Description
This Orange Chicken Stir Fry is a quick and delicious dish featuring tender chicken, vibrant vegetables, and a sweet-tangy orange sauce. Ideal for busy weeknights, it’s nutritious and easy to prepare, served over rice or noodles for a satisfying meal.
Ingredients
Scale
- 1 pound boneless, skinless chicken breasts, cut into bite-sized pieces
- 1 tablespoon cornstarch
- 2 tablespoons vegetable oil
- 1 red bell pepper, sliced
- 1 green bell pepper, sliced
- 1 cup broccoli florets
- 1 cup snap peas
- 3 green onions, chopped
- 2 cloves garlic, minced
- 1 tablespoon fresh ginger, minced
- 1/2 cup orange juice (freshly squeezed is best)
- 1/4 cup soy sauce
- 2 tablespoons honey
- 1 tablespoon rice vinegar
- 1 teaspoon sesame oil
- 1 tablespoon sesame seeds (for garnish)

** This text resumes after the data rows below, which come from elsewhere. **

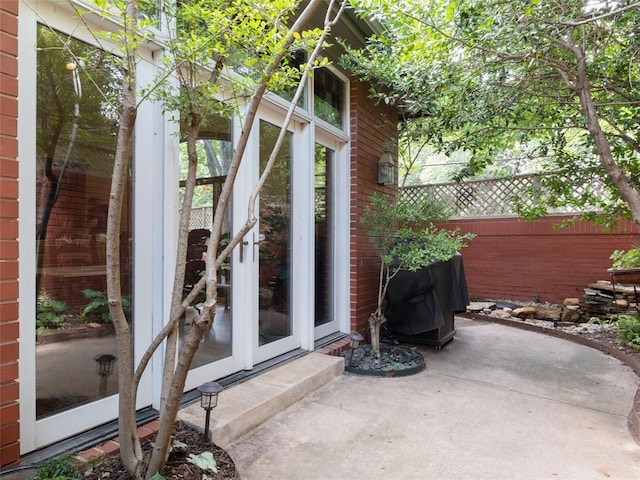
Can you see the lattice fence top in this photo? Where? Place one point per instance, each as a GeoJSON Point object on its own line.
{"type": "Point", "coordinates": [201, 217]}
{"type": "Point", "coordinates": [488, 198]}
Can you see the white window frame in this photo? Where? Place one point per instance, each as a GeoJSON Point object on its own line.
{"type": "Point", "coordinates": [150, 125]}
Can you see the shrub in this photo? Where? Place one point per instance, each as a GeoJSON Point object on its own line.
{"type": "Point", "coordinates": [629, 329]}
{"type": "Point", "coordinates": [626, 258]}
{"type": "Point", "coordinates": [98, 307]}
{"type": "Point", "coordinates": [49, 312]}
{"type": "Point", "coordinates": [63, 467]}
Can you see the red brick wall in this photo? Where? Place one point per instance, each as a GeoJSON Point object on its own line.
{"type": "Point", "coordinates": [373, 127]}
{"type": "Point", "coordinates": [526, 261]}
{"type": "Point", "coordinates": [9, 411]}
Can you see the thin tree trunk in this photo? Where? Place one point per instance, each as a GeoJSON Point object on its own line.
{"type": "Point", "coordinates": [130, 448]}
{"type": "Point", "coordinates": [629, 192]}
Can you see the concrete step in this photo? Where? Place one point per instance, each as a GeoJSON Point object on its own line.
{"type": "Point", "coordinates": [243, 407]}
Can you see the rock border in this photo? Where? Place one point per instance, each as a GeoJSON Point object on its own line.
{"type": "Point", "coordinates": [634, 415]}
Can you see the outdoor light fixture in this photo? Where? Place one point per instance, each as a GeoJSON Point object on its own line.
{"type": "Point", "coordinates": [355, 339]}
{"type": "Point", "coordinates": [104, 368]}
{"type": "Point", "coordinates": [386, 166]}
{"type": "Point", "coordinates": [208, 400]}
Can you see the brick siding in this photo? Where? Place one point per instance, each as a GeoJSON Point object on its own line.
{"type": "Point", "coordinates": [9, 410]}
{"type": "Point", "coordinates": [373, 127]}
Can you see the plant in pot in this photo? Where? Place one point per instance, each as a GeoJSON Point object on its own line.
{"type": "Point", "coordinates": [405, 238]}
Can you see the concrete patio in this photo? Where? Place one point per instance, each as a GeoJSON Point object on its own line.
{"type": "Point", "coordinates": [496, 403]}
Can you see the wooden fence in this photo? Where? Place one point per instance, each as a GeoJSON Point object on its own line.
{"type": "Point", "coordinates": [501, 196]}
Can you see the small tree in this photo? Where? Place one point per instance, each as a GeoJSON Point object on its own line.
{"type": "Point", "coordinates": [406, 239]}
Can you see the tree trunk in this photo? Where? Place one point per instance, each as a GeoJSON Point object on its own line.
{"type": "Point", "coordinates": [130, 448]}
{"type": "Point", "coordinates": [376, 320]}
{"type": "Point", "coordinates": [629, 192]}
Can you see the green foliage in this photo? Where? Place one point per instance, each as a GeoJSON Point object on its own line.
{"type": "Point", "coordinates": [97, 309]}
{"type": "Point", "coordinates": [205, 461]}
{"type": "Point", "coordinates": [498, 80]}
{"type": "Point", "coordinates": [63, 467]}
{"type": "Point", "coordinates": [626, 258]}
{"type": "Point", "coordinates": [405, 234]}
{"type": "Point", "coordinates": [605, 324]}
{"type": "Point", "coordinates": [629, 329]}
{"type": "Point", "coordinates": [49, 312]}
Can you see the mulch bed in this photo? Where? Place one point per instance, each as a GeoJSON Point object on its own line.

- Cooked rice or noodles (for serving)
Instructions
- In a mixing bowl, coat the chicken pieces with cornstarch.
- Heat 1 tablespoon of vegetable oil in a large skillet or wok over medium-high heat.
- Add the chicken in a single layer and cook for 5-7 minutes until golden brown and cooked through (internal temperature should reach 165°F/75°C). Remove from skillet and set aside.
- In the same skillet, add the remaining tablespoon of vegetable oil.
- Once hot, add the sliced red and green bell peppers, broccoli florets, and snap peas. Stir-fry for 3-4 minutes until tender-crisp.
- Add minced garlic and ginger, cooking for an additional 1-2 minutes until fragrant.
- In a small bowl, whisk together orange juice, soy sauce, honey, rice vinegar, and sesame oil.
- Pour the sauce over the vegetables in the skillet and let it simmer for 2-3 minutes to thicken slightly.
- Add the cooked chicken back into the skillet with the vegetables and sauce.
- Toss to combine and heat through for about 2 minutes.
- Sprinkle chopped green onions and sesame seeds over the stir fry.
- Serve hot over cooked rice or noodles, garnished with additional sesame seeds or fresh cilantro if desired.
Notes
- Feel free to add more vegetables like carrots, zucchini, or baby corn for extra color and nutrition.
- For a spicier version, add red pepper flakes or sliced jalapeños during the vegetable cooking step.
- To thicken the sauce further, mix an additional teaspoon of cornstarch with a tablespoon of water and stir it into the sauce while simmering.
- Leftovers can be stored in an airtight container in the fridge for up to 3 days. Reheat in a skillet over medium heat.